Remote observations, mostly from satellites, provide coverage, but usually on too large a scale to be useful for wildlife studies. Features that affect wildlife may occur across an area of just a few meters, while satellites tend to capture multi-kilometer-scale data.

For Gurarie, a quantitative wildlife ecologist who studies caribou migrations, that means unanswered questions about the conditions that trigger the animals’ spring migration, the longest overland migration in the world. Culturally and economically important to the people of the Arctic, caribou travel thousands of miles every year across a frozen landscape of bogs, rivers and mountains.

Changing conditions are threatening that journey. The study found little correlation between when snowmelt occurs—observable with satellites—and when the migration begins. But the researchers' ongoing studies have shown that the quality of snow affects caribou movement. Rain and refreezing events that create hard ice layers have often prevented the animals from foraging and even led to catastrophic die-offs.

The authors also examined what kinds of data are needed for better study of polar bears and Dall sheep. Polar bears, for instance, require deep, fluffy snow drifts for dens. Increased rain and refreeze events create icy layers and reduce insulating properties of snowpack, limiting the bears’ den options.

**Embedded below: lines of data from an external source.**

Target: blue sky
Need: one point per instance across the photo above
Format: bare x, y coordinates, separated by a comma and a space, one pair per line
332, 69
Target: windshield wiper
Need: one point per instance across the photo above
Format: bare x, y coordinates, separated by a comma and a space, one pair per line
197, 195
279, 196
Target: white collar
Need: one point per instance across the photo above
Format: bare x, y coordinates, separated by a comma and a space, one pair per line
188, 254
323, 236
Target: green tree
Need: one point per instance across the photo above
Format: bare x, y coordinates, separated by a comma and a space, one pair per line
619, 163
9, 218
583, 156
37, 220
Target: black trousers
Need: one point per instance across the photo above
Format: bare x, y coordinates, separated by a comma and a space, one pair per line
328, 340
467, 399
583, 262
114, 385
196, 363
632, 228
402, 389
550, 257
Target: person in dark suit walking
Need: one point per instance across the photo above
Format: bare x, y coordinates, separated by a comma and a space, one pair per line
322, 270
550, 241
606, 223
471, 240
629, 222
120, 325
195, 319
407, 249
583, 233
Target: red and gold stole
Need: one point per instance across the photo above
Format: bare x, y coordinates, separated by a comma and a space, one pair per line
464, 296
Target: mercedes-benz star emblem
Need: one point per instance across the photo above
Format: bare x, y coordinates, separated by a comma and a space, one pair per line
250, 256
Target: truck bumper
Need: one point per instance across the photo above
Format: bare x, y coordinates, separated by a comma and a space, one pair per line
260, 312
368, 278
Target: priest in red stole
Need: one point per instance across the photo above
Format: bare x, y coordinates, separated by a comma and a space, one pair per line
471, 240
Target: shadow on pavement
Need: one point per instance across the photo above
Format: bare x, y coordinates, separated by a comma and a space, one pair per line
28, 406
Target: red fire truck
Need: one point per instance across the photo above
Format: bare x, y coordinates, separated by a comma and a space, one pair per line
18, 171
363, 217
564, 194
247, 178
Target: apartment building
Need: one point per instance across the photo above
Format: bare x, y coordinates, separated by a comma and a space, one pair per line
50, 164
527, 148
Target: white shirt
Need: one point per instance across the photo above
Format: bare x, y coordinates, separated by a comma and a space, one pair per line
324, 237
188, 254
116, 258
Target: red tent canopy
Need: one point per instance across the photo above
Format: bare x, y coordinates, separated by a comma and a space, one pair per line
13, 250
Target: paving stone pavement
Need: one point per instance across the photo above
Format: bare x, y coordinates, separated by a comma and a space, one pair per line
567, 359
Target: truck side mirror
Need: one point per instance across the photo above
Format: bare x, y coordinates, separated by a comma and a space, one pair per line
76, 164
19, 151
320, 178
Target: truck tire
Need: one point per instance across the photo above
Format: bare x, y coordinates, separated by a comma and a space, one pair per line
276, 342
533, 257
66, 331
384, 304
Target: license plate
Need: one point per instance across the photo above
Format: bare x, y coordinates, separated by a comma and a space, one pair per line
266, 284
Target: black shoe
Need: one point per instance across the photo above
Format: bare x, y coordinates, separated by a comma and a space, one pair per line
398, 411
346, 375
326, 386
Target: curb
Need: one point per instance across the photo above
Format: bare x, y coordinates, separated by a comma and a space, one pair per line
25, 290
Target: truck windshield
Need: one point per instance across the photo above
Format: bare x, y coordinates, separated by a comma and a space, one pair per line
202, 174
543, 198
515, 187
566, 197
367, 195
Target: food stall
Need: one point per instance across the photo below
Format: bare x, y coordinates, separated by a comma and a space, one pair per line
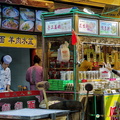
96, 35
20, 37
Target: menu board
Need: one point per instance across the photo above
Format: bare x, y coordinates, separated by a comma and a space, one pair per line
89, 26
108, 28
10, 17
58, 26
21, 18
27, 19
38, 24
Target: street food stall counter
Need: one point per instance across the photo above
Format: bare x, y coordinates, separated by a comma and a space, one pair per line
19, 99
33, 114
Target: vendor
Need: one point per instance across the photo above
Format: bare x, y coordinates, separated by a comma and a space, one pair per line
85, 65
5, 73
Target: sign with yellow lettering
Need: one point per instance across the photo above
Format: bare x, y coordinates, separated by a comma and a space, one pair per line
18, 40
111, 2
111, 11
112, 107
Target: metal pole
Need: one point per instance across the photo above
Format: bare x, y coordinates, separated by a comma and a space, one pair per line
74, 72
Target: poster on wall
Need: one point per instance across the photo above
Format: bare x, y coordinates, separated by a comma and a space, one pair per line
38, 22
108, 28
27, 19
10, 17
88, 26
58, 26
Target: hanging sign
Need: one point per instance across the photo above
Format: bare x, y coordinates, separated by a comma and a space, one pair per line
108, 28
111, 11
110, 2
58, 26
112, 107
89, 26
18, 40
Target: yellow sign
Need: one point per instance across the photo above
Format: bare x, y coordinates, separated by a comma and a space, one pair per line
111, 2
18, 40
111, 11
112, 107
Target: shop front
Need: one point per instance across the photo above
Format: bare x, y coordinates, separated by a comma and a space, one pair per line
20, 37
94, 36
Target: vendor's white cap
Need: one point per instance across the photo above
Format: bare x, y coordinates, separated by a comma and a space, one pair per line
7, 59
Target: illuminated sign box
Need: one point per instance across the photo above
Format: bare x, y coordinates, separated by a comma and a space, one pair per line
58, 26
108, 28
18, 40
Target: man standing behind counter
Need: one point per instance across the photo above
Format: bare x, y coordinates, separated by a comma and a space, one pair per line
5, 73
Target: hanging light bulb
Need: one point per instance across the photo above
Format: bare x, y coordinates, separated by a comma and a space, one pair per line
88, 11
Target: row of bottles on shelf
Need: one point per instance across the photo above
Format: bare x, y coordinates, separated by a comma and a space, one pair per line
63, 75
82, 75
101, 53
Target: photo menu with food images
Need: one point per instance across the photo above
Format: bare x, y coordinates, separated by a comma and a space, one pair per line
21, 18
10, 17
27, 19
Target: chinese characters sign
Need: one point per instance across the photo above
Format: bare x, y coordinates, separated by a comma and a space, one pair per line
18, 40
108, 28
89, 26
112, 107
58, 26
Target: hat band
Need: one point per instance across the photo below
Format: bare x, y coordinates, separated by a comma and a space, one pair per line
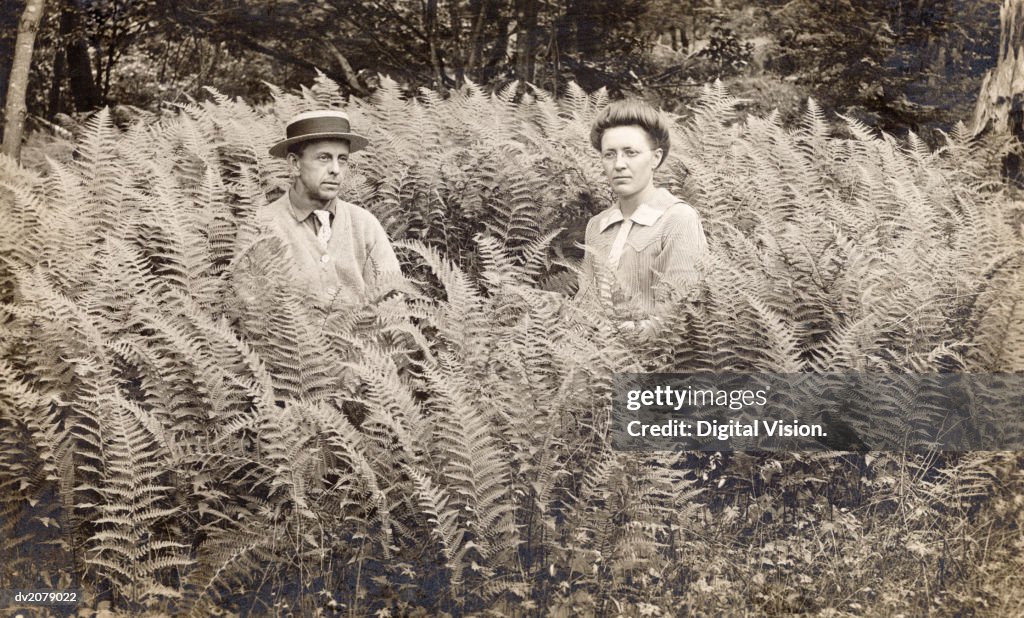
309, 126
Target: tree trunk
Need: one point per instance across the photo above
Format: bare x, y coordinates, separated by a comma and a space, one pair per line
431, 27
351, 79
14, 108
1000, 102
83, 86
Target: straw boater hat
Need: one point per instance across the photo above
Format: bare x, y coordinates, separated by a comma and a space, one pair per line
324, 124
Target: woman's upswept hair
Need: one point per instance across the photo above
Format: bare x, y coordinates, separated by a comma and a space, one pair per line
633, 113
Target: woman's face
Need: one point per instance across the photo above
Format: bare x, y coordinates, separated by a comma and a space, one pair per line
629, 160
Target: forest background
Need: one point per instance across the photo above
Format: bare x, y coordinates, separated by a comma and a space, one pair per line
897, 64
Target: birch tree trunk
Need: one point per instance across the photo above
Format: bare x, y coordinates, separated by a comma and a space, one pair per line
14, 108
1000, 102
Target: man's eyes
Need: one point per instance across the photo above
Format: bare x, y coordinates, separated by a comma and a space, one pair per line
611, 155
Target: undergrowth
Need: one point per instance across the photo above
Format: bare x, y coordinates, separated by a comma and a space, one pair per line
170, 449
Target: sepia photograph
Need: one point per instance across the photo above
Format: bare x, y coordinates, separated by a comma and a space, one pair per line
526, 308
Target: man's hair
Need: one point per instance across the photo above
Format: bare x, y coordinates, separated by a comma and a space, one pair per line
633, 113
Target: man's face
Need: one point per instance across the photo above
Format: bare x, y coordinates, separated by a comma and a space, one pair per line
320, 169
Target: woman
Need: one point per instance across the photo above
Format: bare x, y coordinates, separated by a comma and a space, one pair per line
643, 250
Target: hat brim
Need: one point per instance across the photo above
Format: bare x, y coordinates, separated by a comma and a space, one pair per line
355, 142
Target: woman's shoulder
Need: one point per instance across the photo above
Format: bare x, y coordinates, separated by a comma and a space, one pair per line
596, 222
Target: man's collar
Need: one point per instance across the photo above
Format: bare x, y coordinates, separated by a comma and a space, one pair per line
646, 214
301, 214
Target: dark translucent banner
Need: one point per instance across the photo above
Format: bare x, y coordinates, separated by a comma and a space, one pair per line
818, 411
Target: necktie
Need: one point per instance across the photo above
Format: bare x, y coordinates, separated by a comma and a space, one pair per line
324, 233
606, 290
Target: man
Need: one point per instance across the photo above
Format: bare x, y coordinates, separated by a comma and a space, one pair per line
339, 252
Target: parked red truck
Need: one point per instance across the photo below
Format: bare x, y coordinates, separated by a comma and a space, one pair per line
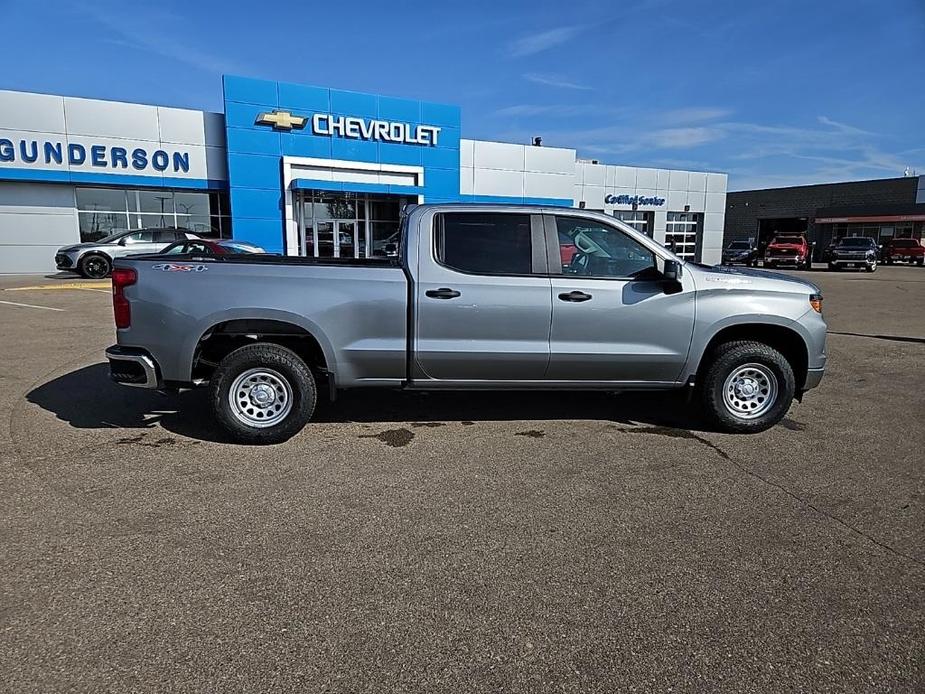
791, 249
904, 250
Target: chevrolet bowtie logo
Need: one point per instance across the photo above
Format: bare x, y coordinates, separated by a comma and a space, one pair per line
282, 120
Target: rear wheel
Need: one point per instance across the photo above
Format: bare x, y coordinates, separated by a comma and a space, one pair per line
748, 387
95, 267
262, 393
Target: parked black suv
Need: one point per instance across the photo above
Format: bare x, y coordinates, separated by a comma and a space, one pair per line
743, 252
854, 251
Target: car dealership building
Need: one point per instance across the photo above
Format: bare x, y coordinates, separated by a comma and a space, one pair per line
300, 170
881, 209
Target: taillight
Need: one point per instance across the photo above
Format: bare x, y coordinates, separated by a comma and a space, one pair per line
122, 278
815, 300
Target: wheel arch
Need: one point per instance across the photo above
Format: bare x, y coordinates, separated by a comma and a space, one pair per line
784, 339
226, 333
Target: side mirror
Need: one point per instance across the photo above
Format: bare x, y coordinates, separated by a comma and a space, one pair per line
672, 271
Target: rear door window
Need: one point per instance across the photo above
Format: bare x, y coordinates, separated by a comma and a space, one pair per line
485, 243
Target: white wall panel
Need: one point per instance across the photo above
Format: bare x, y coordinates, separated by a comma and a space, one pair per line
625, 176
498, 182
549, 160
647, 178
594, 196
27, 259
467, 153
498, 155
716, 202
466, 180
676, 200
662, 184
716, 183
36, 198
32, 112
592, 174
110, 119
698, 182
679, 180
543, 185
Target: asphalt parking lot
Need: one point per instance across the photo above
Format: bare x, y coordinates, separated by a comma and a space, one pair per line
452, 543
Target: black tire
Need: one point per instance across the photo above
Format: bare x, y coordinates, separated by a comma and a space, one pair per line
275, 362
724, 362
95, 266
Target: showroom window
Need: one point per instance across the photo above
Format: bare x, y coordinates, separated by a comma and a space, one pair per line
681, 233
102, 211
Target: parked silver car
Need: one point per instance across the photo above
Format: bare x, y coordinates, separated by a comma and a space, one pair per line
94, 259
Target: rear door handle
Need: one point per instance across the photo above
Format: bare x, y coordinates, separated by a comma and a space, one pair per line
575, 296
442, 293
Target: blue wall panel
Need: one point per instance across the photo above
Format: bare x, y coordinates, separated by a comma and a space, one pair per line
255, 151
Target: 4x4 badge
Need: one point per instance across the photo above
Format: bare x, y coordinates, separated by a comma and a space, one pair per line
179, 267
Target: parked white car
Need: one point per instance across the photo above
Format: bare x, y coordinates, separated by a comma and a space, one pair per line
94, 259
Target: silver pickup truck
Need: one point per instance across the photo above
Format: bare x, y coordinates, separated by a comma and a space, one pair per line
478, 297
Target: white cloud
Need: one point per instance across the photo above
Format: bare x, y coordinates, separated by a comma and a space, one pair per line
554, 81
543, 40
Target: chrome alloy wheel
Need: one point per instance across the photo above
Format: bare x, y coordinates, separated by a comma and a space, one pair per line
260, 397
750, 391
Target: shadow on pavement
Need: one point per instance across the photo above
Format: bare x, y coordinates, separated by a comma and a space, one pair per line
88, 399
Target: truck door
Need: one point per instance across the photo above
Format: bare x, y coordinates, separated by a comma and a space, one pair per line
483, 302
614, 317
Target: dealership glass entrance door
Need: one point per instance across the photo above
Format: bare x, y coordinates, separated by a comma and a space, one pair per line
347, 225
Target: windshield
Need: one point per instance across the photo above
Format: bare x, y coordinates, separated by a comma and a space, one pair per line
112, 238
856, 242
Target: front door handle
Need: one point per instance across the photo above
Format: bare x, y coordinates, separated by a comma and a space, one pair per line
442, 293
575, 296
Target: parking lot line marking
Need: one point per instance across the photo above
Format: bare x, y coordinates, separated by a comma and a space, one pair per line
68, 285
47, 308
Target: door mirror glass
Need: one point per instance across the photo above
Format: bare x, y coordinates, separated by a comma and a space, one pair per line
672, 271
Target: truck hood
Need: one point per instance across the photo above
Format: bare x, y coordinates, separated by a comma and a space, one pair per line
718, 276
80, 247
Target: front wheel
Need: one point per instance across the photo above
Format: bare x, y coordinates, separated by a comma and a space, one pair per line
262, 393
748, 387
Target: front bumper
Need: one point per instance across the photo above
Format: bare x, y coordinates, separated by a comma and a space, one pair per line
853, 261
784, 259
130, 366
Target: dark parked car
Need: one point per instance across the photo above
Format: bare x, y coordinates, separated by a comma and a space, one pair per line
854, 251
743, 252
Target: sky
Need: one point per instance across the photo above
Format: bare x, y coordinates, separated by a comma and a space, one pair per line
774, 93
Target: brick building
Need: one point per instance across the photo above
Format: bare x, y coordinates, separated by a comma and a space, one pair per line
893, 207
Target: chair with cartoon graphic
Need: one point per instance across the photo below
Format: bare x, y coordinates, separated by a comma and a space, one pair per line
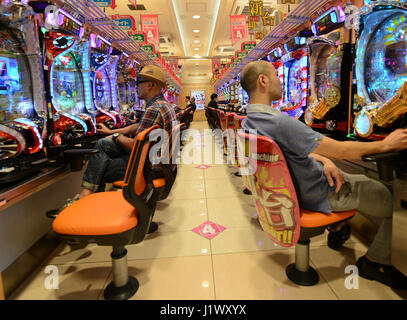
116, 219
165, 172
281, 217
223, 126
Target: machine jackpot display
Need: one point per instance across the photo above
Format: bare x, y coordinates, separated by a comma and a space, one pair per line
381, 70
22, 102
295, 77
128, 100
66, 70
275, 58
104, 69
330, 66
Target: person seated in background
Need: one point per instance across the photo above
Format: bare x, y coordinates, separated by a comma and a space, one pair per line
322, 186
192, 107
187, 101
192, 104
214, 101
109, 165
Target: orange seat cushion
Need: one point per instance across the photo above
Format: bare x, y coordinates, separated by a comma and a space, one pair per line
103, 213
119, 184
313, 219
158, 183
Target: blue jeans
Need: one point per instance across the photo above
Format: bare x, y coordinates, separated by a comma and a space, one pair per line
107, 166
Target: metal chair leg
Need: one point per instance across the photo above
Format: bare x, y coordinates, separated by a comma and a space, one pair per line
301, 272
123, 286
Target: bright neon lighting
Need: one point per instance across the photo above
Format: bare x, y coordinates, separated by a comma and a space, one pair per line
70, 17
104, 40
215, 16
179, 25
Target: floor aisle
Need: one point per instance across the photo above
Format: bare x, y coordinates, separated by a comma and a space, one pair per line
176, 263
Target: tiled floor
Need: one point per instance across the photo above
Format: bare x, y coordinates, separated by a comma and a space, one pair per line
176, 263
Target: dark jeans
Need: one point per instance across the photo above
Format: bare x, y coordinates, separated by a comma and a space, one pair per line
107, 166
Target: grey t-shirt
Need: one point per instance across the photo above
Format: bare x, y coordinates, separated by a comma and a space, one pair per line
296, 141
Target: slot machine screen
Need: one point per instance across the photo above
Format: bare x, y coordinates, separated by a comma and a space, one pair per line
294, 93
103, 93
321, 70
385, 59
16, 97
334, 68
122, 88
133, 98
67, 83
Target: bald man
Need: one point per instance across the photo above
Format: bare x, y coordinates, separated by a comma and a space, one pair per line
322, 186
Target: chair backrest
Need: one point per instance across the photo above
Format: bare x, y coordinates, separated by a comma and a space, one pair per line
267, 175
169, 166
138, 188
222, 118
230, 120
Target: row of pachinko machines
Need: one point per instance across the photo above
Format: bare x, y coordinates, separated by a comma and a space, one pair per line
349, 88
57, 82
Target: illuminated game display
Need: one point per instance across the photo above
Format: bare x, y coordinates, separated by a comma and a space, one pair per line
70, 114
275, 58
104, 83
330, 63
295, 77
381, 71
22, 116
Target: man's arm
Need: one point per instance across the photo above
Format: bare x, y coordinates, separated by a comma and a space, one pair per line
125, 142
396, 141
126, 130
333, 175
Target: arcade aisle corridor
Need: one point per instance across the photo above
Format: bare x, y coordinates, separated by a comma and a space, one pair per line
176, 263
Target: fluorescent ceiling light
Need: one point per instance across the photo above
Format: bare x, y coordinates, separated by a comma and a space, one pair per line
213, 25
174, 3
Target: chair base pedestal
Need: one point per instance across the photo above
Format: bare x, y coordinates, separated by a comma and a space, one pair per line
247, 191
308, 278
121, 293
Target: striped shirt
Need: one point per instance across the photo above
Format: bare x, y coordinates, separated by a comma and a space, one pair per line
158, 111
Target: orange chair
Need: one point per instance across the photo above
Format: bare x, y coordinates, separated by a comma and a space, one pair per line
116, 218
164, 180
168, 162
278, 209
223, 127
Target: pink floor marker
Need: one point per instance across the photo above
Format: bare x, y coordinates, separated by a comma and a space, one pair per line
203, 167
209, 229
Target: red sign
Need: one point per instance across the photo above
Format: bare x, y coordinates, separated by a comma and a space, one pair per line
215, 65
238, 28
149, 24
126, 22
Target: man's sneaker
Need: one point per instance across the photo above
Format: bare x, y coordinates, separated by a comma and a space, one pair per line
153, 227
385, 274
55, 212
337, 238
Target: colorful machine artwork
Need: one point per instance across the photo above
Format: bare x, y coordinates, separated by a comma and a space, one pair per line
296, 81
22, 122
330, 61
381, 71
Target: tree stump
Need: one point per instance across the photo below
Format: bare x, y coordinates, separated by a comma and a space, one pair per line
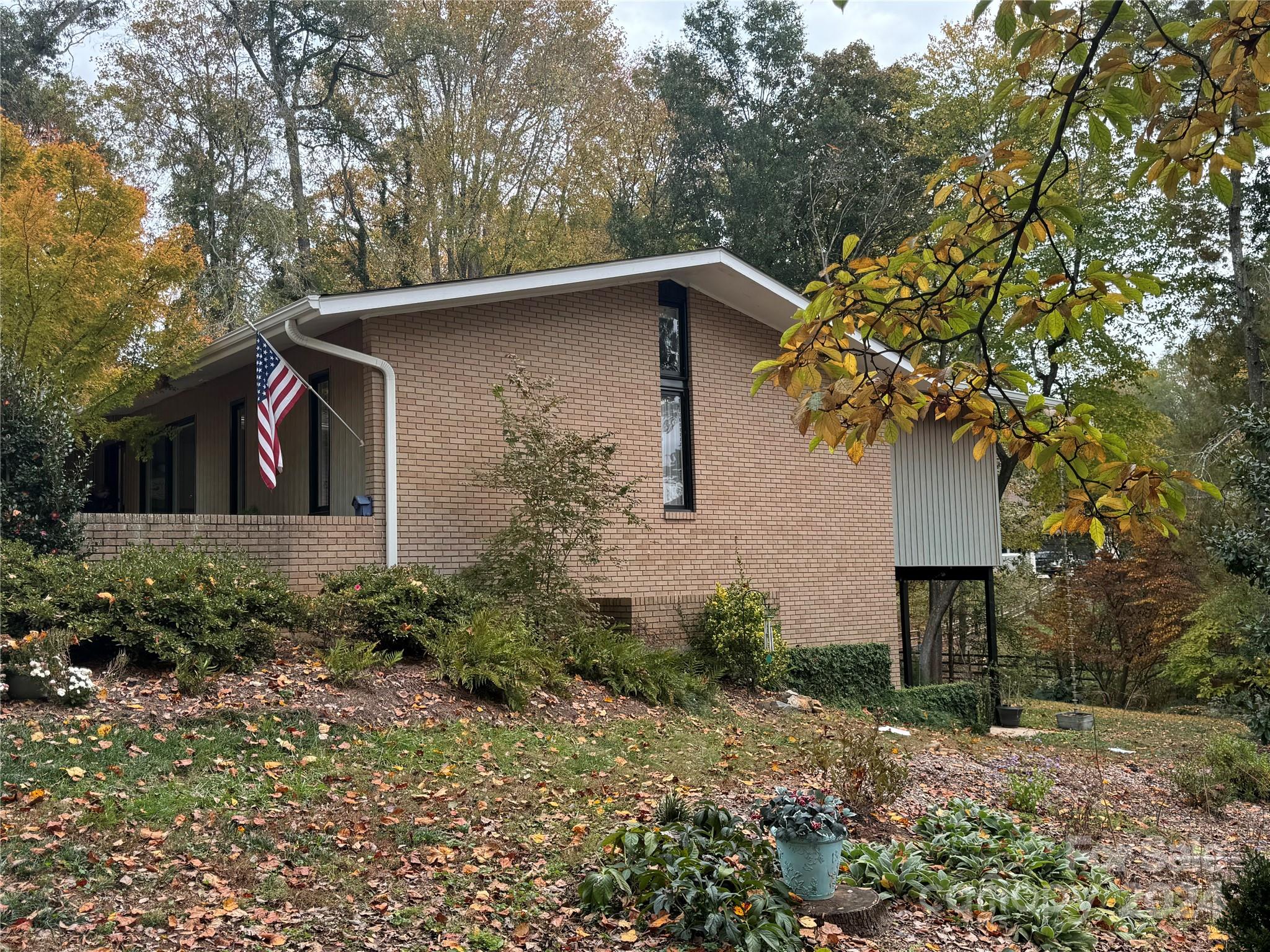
855, 910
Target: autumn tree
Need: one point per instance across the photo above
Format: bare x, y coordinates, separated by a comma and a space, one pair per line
37, 90
304, 52
191, 107
774, 152
1188, 97
93, 307
1119, 617
493, 148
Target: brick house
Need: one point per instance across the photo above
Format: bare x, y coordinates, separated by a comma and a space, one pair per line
655, 351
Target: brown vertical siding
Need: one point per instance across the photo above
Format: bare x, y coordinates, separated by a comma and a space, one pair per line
210, 407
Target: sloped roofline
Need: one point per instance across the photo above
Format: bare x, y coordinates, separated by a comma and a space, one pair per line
714, 272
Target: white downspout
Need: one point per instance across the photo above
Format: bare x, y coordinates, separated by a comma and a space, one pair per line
389, 425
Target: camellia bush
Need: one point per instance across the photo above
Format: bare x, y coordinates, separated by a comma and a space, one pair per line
42, 466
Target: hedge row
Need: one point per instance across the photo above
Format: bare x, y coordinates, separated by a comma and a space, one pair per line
939, 705
841, 674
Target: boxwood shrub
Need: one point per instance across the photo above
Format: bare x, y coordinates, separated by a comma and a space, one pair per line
163, 606
406, 607
939, 705
845, 674
172, 604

Among the investments needed to address the lack of Arctic and boreal data, the authors call for more collaboration between the agencies and organizations that study the regions. They urge immediate action to gather more specialized data such as snow depth, density, hardness and collapse pressure. They also recommend more ground-based monitoring stations and greater use of animal-mounted cameras and sensors to add to and validate remotely collected data. The approach also incorporates satellite monitoring and enhanced computer models to make use of the new data.

“The Arctic and boreal region are home to some of the last remaining pristine areas on the planet with intact wildlife communities,” Gurarie said. “We need to make a concerted effort to understand the effect of climate change on this region, and wildlife biologists, satellite data scientists and snow physicists all have to learn to communicate with each other and tackle these problems jointly. There is definitely momentum building for the kinds of interdisciplinary collaboration that we are calling for.”